Question about shallow copy in C++

To follow up on what @[don.neufeld.myopenid.com] said, it is not only a shallow copy, but it is either (take your pick) a memory leak or a dangling pointer.

// memory leak (note that the pointer is never deleted) class A { B *_b; public: A() : _b(new B) { } }; // dangling ptr (who deletes the instance?) class A { B *_b; public: A() ... (same as above) ~A() { delete _b; } }; 

To resolve this, there are several methods.

Always implement a copy constructor and operator= in classes that use raw memory pointers.

class A { B *_b; public: A() ... (same as above) ~A() ... A(const A &rhs) : _b(new B(rhs._b)) { } A &operator=(const A &rhs) { B *b=new B(rhs._b); delete _b; _b=b; return *this; }; 

Needless to say, this is a major pain and there are quite a few subtleties to get right. I'm not even totally sure I did it right here and I've done it a few times. Don't forget you have to copy all of the members - if you add some new ones later on, don't forget to add them in too!

Make the copy constructor and operator= private in your class. This is the "lock the door" solution. It is simple and effective, but sometimes over-protective.

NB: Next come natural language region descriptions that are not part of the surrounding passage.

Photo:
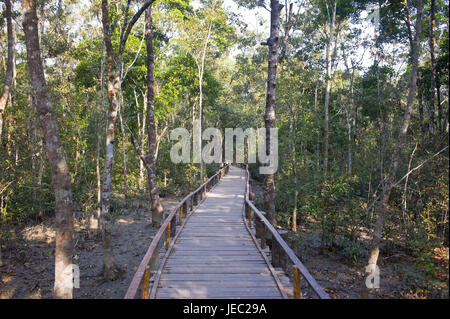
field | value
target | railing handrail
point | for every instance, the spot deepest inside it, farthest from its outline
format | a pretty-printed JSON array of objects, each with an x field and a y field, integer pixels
[
  {"x": 289, "y": 252},
  {"x": 137, "y": 278}
]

class A : public boost::noncopyable { ... }; 

Never use raw pointers. This is simple and effective. There are lots of options here:

• Use string classes instead of raw char pointers
• Use std::auto_ptr, boost::shared_ptr, boost::scoped_ptr etc

Example:

// uses shared_ptr - note that you don't need a copy constructor or op= - // shared_ptr uses reference counting so the _b instance is shared and only // deleted when the last reference is gone - admire the simplicity! // it is almost exactly the same as the "memory leak" version, but there is no leak class A { boost::shared_ptr<B> _b; public: A() : _b(new B) { } };